Published Jan 19, 2016Sleater-Kinney were pioneers of a mid-'90s Pacific Northwest rock movement, rising from the embers of riot grrrl and bursting forth with an explosive combination of brash noise and feminist ideals. After churning out seven albums, Corin Tucker, Carrie Brownstein and Janet Weiss announced an indefinite hiatus in 2005, leaving behind an unsettling silence — until 2015.
They stormed back with No Cities to Love, quashing any doubt that the band's faculty for fierce, riveting rock music had changed. What has changed is the world that the album was unleashed upon; in a decade sans Sleater-Kinney, a new generation of bands sprouted up that remain both in debt to and in awe of the one that declare on "Bury Your Friends" that: "We're wild and weary but we won't give in."
Hop Along turned heads with Painted Shut this year, keeping the tradition of crunchy guitars and guttural-but-melodic shout-singing alive. The group's frontwoman Frances Quinlan credits Sleater-Kinney with changing her life, telling Exclaim! that after hearing it "music was never the same again."
Toronto's Dilly Dally, who released critically acclaimed debut Sore in 2015, see the band's influence as a bigger picture thing. "Its possible they've paved the way for a lot of female songwriters," said Katie Monks, noting that industry attitudes have certainly changed. "It all feels so natural now to me."

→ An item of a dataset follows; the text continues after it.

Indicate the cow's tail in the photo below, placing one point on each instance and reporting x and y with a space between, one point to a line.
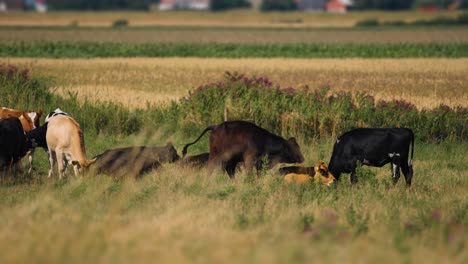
84 163
184 150
412 149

Speedy Ortiz are keeping the torch of socially conscious guitar music alight, opening a hotline this year to ensure safety at all of their shows and pronouncing a platform against "oppressive" and "marginalizing" views. Sadie Dupuis has long admired Sleater-Kinney's work. "It was (and is) important not only to fans of their music, but also to the she-shredders who saw from S-K's lead that it's okay to be fearless on your instrument, regardless of your gender."

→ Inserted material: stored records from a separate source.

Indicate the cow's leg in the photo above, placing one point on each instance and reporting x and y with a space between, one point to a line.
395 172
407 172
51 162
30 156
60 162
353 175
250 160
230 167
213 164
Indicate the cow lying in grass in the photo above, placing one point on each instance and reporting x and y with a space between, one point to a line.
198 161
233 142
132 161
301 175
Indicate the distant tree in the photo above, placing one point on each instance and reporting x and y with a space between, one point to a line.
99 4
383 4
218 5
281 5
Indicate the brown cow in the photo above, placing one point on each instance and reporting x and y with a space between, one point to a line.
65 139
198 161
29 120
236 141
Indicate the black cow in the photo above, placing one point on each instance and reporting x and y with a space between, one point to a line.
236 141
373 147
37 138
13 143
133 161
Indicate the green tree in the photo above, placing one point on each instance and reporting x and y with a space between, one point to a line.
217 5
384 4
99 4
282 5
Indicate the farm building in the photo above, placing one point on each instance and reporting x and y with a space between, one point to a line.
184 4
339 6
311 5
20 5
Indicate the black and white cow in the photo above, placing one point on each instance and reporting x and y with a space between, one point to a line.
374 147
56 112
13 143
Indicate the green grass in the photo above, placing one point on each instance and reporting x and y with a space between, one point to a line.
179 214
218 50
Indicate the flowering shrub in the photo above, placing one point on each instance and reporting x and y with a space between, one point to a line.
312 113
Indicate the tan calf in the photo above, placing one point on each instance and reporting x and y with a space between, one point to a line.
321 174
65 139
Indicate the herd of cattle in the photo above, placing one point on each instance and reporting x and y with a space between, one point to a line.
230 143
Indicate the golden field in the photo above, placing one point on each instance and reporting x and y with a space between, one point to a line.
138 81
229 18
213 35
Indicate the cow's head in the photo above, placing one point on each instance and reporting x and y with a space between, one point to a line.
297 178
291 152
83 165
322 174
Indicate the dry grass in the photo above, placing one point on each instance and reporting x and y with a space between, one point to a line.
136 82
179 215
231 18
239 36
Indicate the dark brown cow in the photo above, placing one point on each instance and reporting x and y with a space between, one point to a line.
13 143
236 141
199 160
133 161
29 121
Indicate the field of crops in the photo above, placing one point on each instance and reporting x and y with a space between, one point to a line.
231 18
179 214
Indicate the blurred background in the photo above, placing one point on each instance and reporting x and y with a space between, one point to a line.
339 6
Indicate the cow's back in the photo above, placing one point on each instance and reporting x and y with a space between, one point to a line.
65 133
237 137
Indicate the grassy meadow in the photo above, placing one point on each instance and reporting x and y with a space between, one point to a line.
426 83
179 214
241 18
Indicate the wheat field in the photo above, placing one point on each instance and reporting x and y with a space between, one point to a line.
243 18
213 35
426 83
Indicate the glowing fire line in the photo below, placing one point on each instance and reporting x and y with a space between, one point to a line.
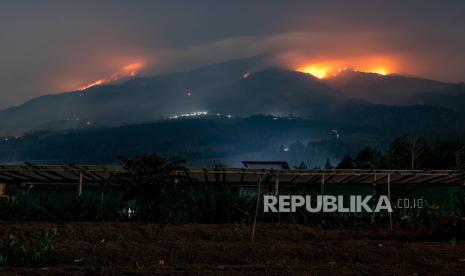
129 70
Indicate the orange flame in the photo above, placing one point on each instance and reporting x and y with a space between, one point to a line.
332 68
129 70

Waxahatchee's Ivy Tripp LP launched Katie Crutchfield to new heights this year, and she ended 2015 on tour opening for Sleater-Kinney. "Something about their music feels fearless and I have always been so inspired by that," she says. "As a young artist there is nothing cooler to me than a band that has been consistently relevant for over 20 years and still makes great records."

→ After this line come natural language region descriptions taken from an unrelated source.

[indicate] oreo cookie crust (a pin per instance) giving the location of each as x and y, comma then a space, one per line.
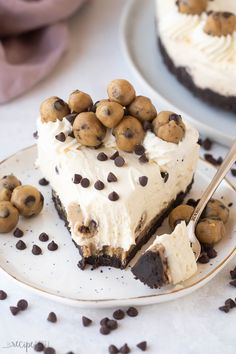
225, 102
103, 259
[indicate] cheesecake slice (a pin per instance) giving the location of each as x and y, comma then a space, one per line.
169, 260
112, 200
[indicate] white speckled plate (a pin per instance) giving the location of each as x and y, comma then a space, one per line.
56, 275
139, 44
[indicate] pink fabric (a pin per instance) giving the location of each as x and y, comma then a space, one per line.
33, 37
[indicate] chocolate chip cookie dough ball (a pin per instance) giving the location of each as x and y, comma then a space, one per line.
142, 108
9, 182
192, 7
5, 194
110, 113
9, 217
28, 200
79, 101
216, 209
129, 133
88, 130
210, 231
121, 91
53, 108
169, 126
180, 213
220, 24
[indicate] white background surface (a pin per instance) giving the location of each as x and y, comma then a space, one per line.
190, 325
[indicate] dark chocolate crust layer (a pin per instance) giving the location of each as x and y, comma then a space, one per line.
149, 269
106, 260
225, 102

Girlpool are newcomers to the same Philadelphia DIY scene that spawned Waxahatchee. Still teens, the grunge-pop duo had the benefit of growing up with not just Sleater-Kinney, but a wave of music inspired by them. If their debut LP Before the World Was Big is any indication, this band could well be inspiring their own deluge of bold, brazen art-punk ten years from now.